She studied at the South Australian School of Art, 1972-75.
Since 1978 she has been a lecturer at the School of Art,
Australian National University and commutes to Canberra
from the Cowra region, NSW. She was recipient of 1995 Environment
Education Trust Grant, Minister for the Environment, New
South Wales, a 2000 Main Funding Round ACT Arts Program
Grant and a 2001 artsACT Creative Arts Fellowship.
Her work has always been concerned with the environment
and imaging identity and place. There is an extensive publication
list about her work including. Peripecia; the Salvator Rosa
Series, essay by David Malouf, introduction by Nancy Sever,
The ANU Drill Hall Gallery, Canberra, 2002. Writings by
the artist include; Martin, M. "Watersheds: the Paroo
to the Warrego", in People and rangelands: proceedings
of the VIth International Rangeland congress. V1 International
Rangeland Congress Inc, Australia, 1999, Martin, M. This
El Dorado of pure recognition and desert of pure non - recognition,
in Hamblin, A. (ed). Visions of Future Landscapes.

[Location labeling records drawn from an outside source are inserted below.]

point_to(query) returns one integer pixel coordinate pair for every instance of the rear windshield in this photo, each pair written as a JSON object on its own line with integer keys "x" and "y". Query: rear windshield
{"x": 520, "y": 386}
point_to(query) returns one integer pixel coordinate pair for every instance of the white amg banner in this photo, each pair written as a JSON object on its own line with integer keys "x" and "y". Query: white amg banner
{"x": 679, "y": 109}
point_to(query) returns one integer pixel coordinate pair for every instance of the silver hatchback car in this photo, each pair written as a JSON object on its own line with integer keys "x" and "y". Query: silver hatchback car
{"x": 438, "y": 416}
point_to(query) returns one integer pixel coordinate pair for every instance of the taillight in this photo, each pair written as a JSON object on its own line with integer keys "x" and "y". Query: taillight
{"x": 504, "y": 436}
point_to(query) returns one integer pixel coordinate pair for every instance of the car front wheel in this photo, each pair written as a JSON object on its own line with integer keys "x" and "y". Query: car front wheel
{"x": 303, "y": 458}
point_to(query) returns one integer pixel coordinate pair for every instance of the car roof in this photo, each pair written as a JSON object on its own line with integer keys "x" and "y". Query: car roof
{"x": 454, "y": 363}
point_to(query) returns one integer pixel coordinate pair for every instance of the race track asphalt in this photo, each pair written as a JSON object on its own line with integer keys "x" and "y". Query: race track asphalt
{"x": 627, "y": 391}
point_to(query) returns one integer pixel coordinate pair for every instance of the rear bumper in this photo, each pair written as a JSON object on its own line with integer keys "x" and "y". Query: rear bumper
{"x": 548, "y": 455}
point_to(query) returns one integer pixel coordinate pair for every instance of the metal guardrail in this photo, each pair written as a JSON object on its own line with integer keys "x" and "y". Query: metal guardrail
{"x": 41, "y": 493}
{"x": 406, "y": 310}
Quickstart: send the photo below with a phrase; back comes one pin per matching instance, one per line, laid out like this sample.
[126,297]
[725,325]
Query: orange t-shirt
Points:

Proceedings
of 1999 Australian Academy of Science Fenner Conference
on the Environment, 2-5 May 1999. Bureau of Rural Sciences,
Canberra, 1999 and Martin, M. Introduction,
in Inflows: the Channel Country, exhibition catalogue, Canberra
Museum and Gallery, Canberra, 2001.
She is the recipient of a 2002/3 Land & Water Australia
Community Fellowship Award to undertake “Land$cape: Gold
& Water: an interdisciplinary project in the Lachlan Catchment”.